Anyhow, the scheme is worth trying, 'specially as I can't seem to think of no better one. So I accordingly does so.

But I ain't staying on that car so very long; not more than a mile at the most. The reason I gets off her so soon is this: All at once I observes that I is skirting through a district which is practically exclusively all colored. On every side I sees nothing but colored folks, both big and little. Seemingly, everything in sight is organized by and for my race – colored barber-shops, colored undertaking parlors, colored dentists' offices, colored doctors' offices. On one corner there is even a colored vaudeville theatre. And out in the middle of the streets stands a colored police. Excusing that the houses is different and the streets is wider, it's mighty near the same as being on Plunkett's Hill of a Saturday evening.
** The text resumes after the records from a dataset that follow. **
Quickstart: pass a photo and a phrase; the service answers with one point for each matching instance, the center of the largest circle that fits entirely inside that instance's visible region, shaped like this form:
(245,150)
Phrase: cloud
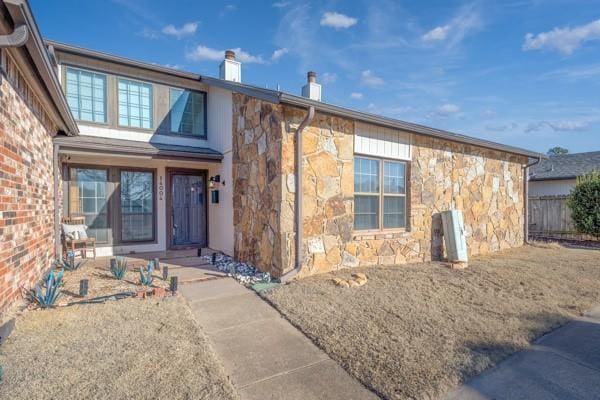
(202,53)
(369,79)
(502,127)
(437,34)
(281,4)
(447,109)
(337,20)
(563,40)
(463,23)
(189,28)
(329,78)
(557,126)
(277,54)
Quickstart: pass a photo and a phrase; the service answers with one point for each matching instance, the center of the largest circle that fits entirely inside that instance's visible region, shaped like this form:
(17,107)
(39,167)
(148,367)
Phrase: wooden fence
(550,218)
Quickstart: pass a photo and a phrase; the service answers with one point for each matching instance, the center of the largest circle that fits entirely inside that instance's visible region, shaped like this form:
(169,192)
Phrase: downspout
(526,197)
(298,197)
(56,169)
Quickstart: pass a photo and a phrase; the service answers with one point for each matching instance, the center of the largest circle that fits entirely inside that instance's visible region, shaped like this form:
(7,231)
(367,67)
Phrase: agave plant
(46,297)
(146,277)
(118,267)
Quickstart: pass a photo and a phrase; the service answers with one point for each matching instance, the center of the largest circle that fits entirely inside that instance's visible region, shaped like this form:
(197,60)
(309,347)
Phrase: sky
(519,72)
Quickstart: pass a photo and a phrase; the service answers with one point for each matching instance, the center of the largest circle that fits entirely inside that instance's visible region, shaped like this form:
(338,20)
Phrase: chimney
(230,69)
(312,89)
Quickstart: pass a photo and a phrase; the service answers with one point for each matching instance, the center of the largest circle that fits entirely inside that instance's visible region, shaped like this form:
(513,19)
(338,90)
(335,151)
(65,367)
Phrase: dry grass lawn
(128,349)
(415,331)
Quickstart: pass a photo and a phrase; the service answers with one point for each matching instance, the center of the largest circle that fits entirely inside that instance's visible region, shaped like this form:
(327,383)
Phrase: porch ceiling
(94,144)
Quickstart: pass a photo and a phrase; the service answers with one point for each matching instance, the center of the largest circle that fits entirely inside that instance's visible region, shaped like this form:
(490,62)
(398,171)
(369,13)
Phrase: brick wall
(26,186)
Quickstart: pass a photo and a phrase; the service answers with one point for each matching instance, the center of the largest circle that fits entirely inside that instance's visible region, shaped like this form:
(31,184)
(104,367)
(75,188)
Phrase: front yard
(415,331)
(127,349)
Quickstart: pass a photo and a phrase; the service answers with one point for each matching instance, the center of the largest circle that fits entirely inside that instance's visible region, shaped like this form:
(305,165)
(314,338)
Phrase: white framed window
(379,194)
(86,95)
(188,112)
(135,104)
I almost expects to see that there Aesop Loving loafing along all dressed up fit to kill; or maybe Red Hoss Shackleford setting in a door-way following after his regular business of resting, or old Pappy Exall, the pastor of Zion Chapel, rambling by, with that big stomach of his'n sticking out in front of him like two gallons of chitterlings wrapped up in a black gunny-sack. It certainly does fill me with the homesickness longings!
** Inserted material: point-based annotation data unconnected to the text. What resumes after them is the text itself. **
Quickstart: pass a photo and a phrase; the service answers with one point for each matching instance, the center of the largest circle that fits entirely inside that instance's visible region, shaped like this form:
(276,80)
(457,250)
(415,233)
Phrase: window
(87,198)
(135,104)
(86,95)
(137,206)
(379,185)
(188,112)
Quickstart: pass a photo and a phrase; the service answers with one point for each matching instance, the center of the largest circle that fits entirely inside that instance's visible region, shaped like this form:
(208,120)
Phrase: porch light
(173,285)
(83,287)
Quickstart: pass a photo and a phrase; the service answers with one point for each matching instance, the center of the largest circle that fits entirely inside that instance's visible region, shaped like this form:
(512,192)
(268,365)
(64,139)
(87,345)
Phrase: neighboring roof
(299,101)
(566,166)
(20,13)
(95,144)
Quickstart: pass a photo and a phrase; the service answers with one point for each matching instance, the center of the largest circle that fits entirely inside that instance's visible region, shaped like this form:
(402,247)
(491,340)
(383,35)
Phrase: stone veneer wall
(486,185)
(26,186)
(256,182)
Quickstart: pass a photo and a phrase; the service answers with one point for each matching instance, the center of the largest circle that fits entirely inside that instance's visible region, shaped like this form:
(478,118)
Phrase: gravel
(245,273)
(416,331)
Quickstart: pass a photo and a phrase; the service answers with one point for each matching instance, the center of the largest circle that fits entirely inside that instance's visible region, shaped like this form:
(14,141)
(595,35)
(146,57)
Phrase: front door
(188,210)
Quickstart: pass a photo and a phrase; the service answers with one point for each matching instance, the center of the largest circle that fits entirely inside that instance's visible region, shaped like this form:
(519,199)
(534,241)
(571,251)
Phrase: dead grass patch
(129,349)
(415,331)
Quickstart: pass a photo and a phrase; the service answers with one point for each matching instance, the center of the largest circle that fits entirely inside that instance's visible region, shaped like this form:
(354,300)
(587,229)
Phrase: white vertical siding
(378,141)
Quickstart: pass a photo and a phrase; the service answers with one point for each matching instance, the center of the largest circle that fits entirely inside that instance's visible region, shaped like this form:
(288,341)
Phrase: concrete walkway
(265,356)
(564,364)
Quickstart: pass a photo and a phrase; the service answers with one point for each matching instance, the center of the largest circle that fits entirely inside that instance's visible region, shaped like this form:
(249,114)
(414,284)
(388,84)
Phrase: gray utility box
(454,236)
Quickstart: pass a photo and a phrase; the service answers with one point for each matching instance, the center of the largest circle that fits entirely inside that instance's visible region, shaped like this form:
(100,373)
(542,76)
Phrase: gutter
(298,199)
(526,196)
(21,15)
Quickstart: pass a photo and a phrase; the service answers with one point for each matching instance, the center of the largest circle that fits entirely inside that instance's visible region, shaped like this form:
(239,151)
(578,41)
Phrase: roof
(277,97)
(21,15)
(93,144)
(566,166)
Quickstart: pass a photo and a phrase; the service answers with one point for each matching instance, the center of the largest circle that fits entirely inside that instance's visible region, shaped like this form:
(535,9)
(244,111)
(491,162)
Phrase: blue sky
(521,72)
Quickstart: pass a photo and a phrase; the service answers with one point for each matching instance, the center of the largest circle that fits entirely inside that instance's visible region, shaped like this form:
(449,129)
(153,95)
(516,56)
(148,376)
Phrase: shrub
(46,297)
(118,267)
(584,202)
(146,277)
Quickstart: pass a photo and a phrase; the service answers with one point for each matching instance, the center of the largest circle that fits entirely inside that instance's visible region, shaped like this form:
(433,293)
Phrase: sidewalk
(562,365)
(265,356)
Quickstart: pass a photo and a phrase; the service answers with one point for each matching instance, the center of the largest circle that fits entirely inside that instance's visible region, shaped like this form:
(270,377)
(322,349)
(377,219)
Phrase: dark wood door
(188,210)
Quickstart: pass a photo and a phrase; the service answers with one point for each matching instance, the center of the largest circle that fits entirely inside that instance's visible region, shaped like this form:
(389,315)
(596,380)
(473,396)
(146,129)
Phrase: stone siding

And then a big black man on the pavement opens his mouth wide, nigger-like, and laughs at something till you can hear him half-a-mile, pretty near it; which it is the first sure-enough laugh I has heard since I hit New York. And right on top of that I catches the smell of fat meat frying somewheres.
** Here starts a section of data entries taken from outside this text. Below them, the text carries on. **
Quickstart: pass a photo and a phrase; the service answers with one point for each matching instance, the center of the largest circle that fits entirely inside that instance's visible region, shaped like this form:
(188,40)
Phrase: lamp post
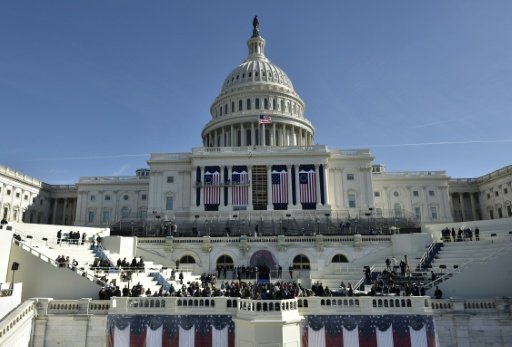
(371,213)
(14,267)
(368,214)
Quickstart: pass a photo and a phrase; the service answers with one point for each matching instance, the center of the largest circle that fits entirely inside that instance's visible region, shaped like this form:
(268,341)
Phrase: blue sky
(91,88)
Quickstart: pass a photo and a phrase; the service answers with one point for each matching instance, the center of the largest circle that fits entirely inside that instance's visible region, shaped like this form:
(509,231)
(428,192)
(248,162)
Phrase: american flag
(212,188)
(307,181)
(240,189)
(279,187)
(265,119)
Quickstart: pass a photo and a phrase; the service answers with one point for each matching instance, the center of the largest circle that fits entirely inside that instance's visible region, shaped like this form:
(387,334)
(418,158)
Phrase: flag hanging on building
(265,119)
(369,331)
(212,186)
(307,182)
(240,186)
(279,186)
(165,330)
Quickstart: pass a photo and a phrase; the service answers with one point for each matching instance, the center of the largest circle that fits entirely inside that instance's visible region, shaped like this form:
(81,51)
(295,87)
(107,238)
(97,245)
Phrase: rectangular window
(91,217)
(106,216)
(433,212)
(352,200)
(169,203)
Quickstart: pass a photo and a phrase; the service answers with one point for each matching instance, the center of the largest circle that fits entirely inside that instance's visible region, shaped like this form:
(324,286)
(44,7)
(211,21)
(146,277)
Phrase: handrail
(52,262)
(464,265)
(18,316)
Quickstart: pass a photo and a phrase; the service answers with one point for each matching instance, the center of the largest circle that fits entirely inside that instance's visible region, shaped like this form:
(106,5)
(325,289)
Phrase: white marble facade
(258,127)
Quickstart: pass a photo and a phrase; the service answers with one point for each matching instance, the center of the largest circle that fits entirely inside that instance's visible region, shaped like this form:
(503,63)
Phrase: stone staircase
(456,255)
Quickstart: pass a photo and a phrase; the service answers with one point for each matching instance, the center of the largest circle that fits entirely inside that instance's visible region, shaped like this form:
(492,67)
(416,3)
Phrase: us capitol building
(257,194)
(258,160)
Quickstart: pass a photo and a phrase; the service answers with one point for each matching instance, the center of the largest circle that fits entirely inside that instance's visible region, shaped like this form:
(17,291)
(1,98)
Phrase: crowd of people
(462,234)
(73,237)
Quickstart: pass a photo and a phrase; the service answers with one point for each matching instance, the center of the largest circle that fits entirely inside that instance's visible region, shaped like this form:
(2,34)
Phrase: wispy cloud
(96,157)
(440,143)
(120,171)
(426,125)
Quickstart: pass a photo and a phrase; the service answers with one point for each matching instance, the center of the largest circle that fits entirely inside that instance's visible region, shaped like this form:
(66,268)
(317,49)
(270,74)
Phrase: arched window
(301,262)
(339,258)
(125,213)
(225,261)
(398,210)
(187,259)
I just naturally can't stand it no longer. Anyhow, if I'm predestinated to be lost in New York City it's better I should be lost amongst my own kind, which talks my native language, rather than amongst plumb strangers. I give the conductor the high sign and I says to him, I says:

"Cap'n, lemme off, befo' I jumps off!"

So he rings the signalling bell and she stops and lets me off. And verily, before I has went hardly any distance at all, somebody hails me. I is wandering along, sort of miscellaneous, looking in the store windows and up at the tops of the buildings, when a brown-complected man steps up to me and sticks out his hand and he says:

"Hello thar', Alfred Ricketts! – whut you doin' so fur 'way frum ole Lynchburg?"